Why are you giving melatonin to your child?
If your children are having sleep issues, it's important to discuss this with their pediatrician. Most children will respond to behavior modifications and good sleep hygiene and don’t need to take medication to enhance their sleep.
Most children's first line of defense for sleep problems is behavioral changes and creating a good sleep environment. Try the following tips to to improve their:
- Create a cool dark place for sleep without a bright light
- Their bedroom should not have a lot of noise
- Play a white noise through an app
- Stop all electronics at least 30 minutes prior to going to sleep
- Don't allow laptops in bed
- Stop watching TV, texting, and watching TikToks
- Have some down time that’s not stimulated by anything
- Discuss sleep issues with your child's primary care providers
Read blog: Kids Need Some Z’s Before Learning the ABCs
When should you turn to melatonin?
Children who are on the autism spectrum may need assistance as well as children with ADHD (especially if they're on stimulant medications). A short course is fine, like if jet lagged for a few days.

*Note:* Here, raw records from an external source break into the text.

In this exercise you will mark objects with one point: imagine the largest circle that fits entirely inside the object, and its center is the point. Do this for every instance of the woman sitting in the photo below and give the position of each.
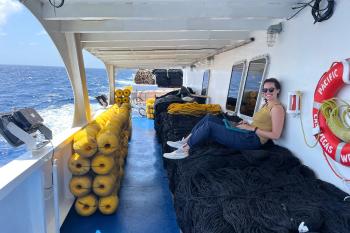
(267, 124)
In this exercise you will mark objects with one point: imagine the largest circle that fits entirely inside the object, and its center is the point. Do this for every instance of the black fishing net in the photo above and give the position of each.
(268, 190)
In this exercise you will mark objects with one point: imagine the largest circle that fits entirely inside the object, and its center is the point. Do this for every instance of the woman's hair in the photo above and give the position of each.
(274, 81)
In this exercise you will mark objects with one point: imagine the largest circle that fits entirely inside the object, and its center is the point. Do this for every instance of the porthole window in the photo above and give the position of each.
(205, 83)
(252, 84)
(237, 75)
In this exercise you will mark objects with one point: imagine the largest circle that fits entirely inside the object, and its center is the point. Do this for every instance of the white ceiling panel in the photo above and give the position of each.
(156, 33)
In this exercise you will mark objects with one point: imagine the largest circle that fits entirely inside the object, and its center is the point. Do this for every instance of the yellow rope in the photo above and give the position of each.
(336, 123)
(194, 109)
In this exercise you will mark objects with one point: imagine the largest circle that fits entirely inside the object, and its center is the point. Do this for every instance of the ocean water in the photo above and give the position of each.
(48, 90)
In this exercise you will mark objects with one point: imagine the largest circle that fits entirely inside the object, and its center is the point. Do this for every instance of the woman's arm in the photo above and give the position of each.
(277, 118)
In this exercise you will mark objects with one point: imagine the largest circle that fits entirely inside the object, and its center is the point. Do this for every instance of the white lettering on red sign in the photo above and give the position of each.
(345, 158)
(326, 145)
(326, 81)
(315, 120)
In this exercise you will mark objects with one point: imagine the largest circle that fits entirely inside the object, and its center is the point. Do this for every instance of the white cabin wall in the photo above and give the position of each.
(194, 80)
(302, 53)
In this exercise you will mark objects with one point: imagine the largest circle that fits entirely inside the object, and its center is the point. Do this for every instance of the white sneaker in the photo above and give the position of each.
(177, 144)
(178, 154)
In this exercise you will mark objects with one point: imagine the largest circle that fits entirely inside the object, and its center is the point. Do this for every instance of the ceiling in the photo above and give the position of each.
(163, 33)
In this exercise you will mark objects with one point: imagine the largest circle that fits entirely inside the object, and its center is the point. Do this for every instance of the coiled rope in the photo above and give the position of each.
(318, 14)
(322, 14)
(337, 123)
(194, 109)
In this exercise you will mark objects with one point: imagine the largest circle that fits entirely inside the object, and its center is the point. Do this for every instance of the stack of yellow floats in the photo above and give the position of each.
(194, 109)
(97, 164)
(122, 96)
(150, 108)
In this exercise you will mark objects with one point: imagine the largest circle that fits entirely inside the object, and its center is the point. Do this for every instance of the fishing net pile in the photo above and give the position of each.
(175, 119)
(144, 77)
(194, 109)
(261, 191)
(268, 190)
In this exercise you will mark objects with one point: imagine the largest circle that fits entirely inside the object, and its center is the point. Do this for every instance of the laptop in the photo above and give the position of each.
(232, 126)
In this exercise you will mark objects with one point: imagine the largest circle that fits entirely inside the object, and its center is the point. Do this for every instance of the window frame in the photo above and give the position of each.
(240, 88)
(263, 77)
(209, 74)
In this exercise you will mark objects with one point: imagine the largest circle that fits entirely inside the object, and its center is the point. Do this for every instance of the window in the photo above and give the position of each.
(252, 85)
(205, 83)
(234, 87)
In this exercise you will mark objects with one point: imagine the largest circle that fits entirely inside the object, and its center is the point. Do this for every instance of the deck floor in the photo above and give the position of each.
(145, 200)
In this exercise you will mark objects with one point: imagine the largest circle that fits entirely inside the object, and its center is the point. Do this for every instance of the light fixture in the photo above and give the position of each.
(272, 33)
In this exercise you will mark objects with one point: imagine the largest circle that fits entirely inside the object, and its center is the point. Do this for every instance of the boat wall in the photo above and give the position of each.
(302, 53)
(28, 197)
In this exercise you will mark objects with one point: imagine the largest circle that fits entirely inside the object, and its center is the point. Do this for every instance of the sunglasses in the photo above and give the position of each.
(265, 90)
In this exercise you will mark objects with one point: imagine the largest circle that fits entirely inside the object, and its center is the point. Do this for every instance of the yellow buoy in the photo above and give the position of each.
(87, 205)
(78, 165)
(107, 142)
(108, 205)
(126, 92)
(118, 100)
(80, 185)
(103, 185)
(102, 164)
(118, 93)
(85, 146)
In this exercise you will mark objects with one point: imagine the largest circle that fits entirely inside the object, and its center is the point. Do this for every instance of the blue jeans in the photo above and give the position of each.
(213, 128)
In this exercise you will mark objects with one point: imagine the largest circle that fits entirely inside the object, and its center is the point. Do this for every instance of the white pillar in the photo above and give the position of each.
(69, 47)
(76, 72)
(111, 80)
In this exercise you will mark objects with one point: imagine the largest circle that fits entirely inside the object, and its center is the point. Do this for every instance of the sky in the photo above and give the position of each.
(23, 41)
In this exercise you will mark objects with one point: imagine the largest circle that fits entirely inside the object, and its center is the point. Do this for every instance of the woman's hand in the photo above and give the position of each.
(242, 122)
(246, 126)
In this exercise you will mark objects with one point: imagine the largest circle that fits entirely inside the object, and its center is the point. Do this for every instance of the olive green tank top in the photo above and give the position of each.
(262, 120)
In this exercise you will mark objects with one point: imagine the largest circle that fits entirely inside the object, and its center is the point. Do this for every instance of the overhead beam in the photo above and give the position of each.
(173, 35)
(154, 44)
(150, 56)
(165, 25)
(147, 51)
(169, 9)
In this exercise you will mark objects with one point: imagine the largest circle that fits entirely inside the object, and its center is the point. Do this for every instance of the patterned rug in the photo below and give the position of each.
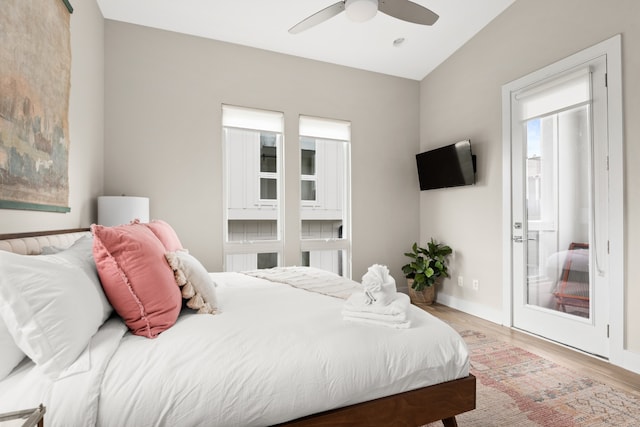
(518, 388)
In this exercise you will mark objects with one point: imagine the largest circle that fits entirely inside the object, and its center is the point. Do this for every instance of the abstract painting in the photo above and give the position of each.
(35, 80)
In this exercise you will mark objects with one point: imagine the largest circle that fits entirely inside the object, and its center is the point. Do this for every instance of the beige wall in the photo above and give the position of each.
(86, 119)
(462, 99)
(164, 93)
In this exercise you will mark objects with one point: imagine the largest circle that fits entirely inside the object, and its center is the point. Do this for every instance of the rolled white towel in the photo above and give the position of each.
(379, 285)
(391, 318)
(357, 302)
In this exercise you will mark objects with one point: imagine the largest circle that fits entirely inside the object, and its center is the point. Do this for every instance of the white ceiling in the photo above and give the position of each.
(264, 24)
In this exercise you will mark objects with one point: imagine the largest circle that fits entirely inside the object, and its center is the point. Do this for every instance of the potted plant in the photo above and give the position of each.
(427, 267)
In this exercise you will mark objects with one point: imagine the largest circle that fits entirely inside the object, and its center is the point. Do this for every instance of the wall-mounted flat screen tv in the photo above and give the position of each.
(449, 166)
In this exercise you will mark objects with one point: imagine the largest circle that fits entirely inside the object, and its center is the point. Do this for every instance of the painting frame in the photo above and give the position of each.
(35, 83)
(68, 5)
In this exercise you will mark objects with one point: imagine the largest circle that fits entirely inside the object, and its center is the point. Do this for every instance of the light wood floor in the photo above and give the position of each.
(593, 367)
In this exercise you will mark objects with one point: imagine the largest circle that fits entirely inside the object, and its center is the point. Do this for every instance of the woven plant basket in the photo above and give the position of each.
(425, 297)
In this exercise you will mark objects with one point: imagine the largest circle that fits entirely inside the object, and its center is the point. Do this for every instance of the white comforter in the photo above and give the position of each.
(274, 353)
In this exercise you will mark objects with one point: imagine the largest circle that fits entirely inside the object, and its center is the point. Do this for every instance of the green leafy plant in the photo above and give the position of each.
(427, 264)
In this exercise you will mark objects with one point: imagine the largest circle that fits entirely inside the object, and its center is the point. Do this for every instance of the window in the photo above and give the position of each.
(325, 194)
(252, 143)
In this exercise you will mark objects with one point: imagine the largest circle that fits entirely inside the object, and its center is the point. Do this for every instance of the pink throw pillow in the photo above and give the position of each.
(166, 234)
(136, 277)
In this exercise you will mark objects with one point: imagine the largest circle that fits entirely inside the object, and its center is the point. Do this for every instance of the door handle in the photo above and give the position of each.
(520, 239)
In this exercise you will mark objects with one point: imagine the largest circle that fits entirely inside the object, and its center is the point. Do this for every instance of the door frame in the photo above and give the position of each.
(612, 49)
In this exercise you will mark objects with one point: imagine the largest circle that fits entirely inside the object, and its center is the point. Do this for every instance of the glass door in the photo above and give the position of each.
(559, 205)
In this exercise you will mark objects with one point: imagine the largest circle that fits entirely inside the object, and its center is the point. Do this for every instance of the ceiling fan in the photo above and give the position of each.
(363, 10)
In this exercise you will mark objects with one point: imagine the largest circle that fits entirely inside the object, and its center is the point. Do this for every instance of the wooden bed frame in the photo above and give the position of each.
(412, 408)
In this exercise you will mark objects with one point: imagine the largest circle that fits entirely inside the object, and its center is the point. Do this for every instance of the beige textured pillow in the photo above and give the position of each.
(193, 278)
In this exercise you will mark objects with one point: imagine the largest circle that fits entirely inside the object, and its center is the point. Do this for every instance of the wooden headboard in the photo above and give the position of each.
(33, 242)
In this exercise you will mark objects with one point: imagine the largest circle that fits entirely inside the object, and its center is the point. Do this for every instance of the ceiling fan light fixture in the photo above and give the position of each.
(361, 10)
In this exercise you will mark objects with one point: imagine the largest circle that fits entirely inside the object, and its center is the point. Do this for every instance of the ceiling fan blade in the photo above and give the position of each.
(318, 17)
(408, 11)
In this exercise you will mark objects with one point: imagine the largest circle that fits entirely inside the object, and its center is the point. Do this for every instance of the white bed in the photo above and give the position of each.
(273, 354)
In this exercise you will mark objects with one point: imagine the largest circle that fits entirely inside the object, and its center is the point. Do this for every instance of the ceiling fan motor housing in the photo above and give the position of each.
(361, 10)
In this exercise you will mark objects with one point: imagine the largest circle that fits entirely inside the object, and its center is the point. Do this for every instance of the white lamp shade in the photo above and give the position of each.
(118, 210)
(361, 10)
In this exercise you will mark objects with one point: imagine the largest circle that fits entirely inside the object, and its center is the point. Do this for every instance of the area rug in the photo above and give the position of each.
(518, 388)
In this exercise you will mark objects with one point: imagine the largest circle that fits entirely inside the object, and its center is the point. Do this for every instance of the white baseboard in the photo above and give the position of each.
(472, 308)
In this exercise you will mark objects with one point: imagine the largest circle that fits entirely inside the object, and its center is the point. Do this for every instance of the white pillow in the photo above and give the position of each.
(52, 304)
(197, 286)
(11, 354)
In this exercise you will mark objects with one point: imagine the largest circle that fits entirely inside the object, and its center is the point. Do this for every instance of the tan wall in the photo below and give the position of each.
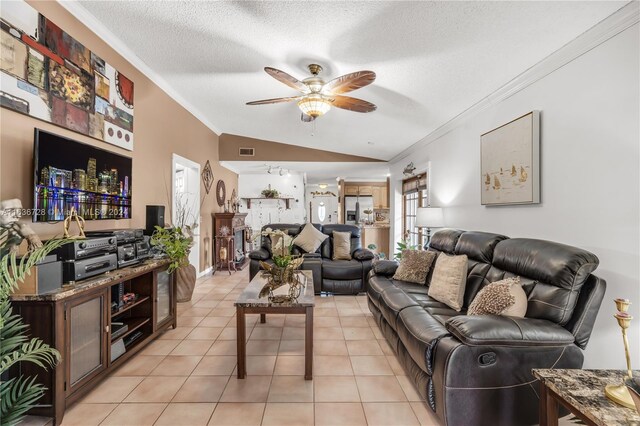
(162, 127)
(276, 151)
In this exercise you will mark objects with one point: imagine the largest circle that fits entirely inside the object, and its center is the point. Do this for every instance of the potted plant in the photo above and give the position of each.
(403, 245)
(175, 243)
(282, 272)
(19, 393)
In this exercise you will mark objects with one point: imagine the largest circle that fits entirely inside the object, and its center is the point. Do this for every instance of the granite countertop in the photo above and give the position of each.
(584, 389)
(93, 282)
(250, 296)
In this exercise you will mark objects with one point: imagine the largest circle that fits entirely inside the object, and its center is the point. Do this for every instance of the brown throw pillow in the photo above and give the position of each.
(449, 280)
(505, 297)
(341, 245)
(310, 239)
(280, 244)
(414, 266)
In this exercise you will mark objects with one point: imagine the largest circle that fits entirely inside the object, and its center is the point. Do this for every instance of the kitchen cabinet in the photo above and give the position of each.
(378, 236)
(350, 190)
(380, 197)
(365, 191)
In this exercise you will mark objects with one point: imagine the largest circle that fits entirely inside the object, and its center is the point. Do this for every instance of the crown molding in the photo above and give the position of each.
(623, 18)
(93, 24)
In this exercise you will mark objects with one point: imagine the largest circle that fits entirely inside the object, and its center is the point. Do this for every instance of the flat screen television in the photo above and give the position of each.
(67, 173)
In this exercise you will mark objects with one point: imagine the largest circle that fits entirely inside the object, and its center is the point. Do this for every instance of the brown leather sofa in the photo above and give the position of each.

However, there are some safety concerns I have with melatonin, for example:
- Where are you getting the melatonin?
- Is it the right dosage for your children?
- What message are we giving our kids when we encourage them to take a pill. Is a pill the answer?
Is melatonin safe as a sleep aid?
There are potential concerns when it comes to giving melatonin to your children daily because it may affect their immune system. Melatonin is a hormone secreted by the pineal gland, and if you are on it for a long time and then stop, it could trigger early puberty.
During the last two years of the pandemic, parents and children have been incredibly stressed because they've been taken out of their normal environments. For example, parents having to act as teachers while working full-time, and kids being home more often with access to medications. Given this major change in our environment, I’m not surprised poison control centers are seeing a spike in melatonin ingestions in children.